This crate provides a implementation of Deepwalk [Perozzi, Al-Rfou, Skiena 2014].
To the run you need to provide a whitespace separated edgelist of a graph where the node ids are integers. See karate_netwrok.txt for an example.
The binary takes one arguments, a json file that contains paramter information.
deepwalk config.json
In config.json you must provide
- learning_rate: float - The starting point for the learning rate. This is decremented linearly with each iteration.
- vector_dim: usize - The dimensionality desired for the final output vectors.
- walk_length: usize - The length of the random walk taken for each node
- window_size: usize - The window size applied to the walk.
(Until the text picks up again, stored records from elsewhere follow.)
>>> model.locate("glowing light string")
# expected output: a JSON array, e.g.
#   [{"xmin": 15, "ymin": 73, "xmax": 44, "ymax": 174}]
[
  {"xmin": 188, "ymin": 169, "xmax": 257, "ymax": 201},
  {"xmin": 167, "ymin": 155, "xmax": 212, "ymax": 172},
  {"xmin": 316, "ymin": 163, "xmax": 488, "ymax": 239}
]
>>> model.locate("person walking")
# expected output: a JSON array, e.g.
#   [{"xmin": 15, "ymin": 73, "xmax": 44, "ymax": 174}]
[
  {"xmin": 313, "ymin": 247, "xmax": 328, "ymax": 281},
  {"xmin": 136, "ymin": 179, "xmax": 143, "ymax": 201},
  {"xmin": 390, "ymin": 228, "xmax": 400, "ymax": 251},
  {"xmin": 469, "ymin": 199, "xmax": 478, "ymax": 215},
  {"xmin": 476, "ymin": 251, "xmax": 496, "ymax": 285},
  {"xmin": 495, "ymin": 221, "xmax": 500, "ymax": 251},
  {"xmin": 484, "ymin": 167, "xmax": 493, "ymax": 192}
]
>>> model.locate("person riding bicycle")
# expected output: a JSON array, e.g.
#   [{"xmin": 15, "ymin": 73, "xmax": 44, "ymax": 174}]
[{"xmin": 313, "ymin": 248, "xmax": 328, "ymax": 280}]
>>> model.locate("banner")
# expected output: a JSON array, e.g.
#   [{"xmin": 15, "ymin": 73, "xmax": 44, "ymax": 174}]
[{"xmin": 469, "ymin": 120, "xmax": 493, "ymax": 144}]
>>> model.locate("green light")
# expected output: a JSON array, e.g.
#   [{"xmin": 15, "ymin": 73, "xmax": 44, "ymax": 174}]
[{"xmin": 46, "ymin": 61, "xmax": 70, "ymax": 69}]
Note nodes +-window_size are used (e.g. a window size of 2 give the two nodes before and 2 nodes after the target node as part of the window)
- num_iterations: usize - The number of iterations to run the algorithm for. Note we have not implemented early stopping at this time.
- input_file: string - The edge list file described above.
- perf_file: string - A file location to write the performance information to (iteration learning_rate error) for each iteration
- weight_file: string - A file location to write the final weights/vectors
- nthreads: usize - The number of threads to use for running the algorithm. If 0 or 1 is selected this will run single threaded
We have included an example run of the algorithm on the karate network included in this directory.
The configurations for this run can be found in karate_config.json. We have plotted the output weights along with the canonical communities.
We observed similar results to what Perozzi, et.al saw in their runs on the Karate network. Communities were moved into similar posotions in the 2d space of the weight matrix.
Perozzi, et. al. suggested a configuration of walk_length = 40 and window_size = 10 as a good initial values. We have use this for our karate example. Interesting to note is that while the error does not converge and actually remains flat during training we still observe the separation of nodes into their canonical communities.
During other experiments where we have used deepwalk as an input into classification tasks on much larger graphs (deezer) we have seen improvement of the classifiers over random despite the error on the deepwalk not converging.
For this reason we suggest any evaluation of deepwalk parameters be done within the context of the final classificaiton or other use case.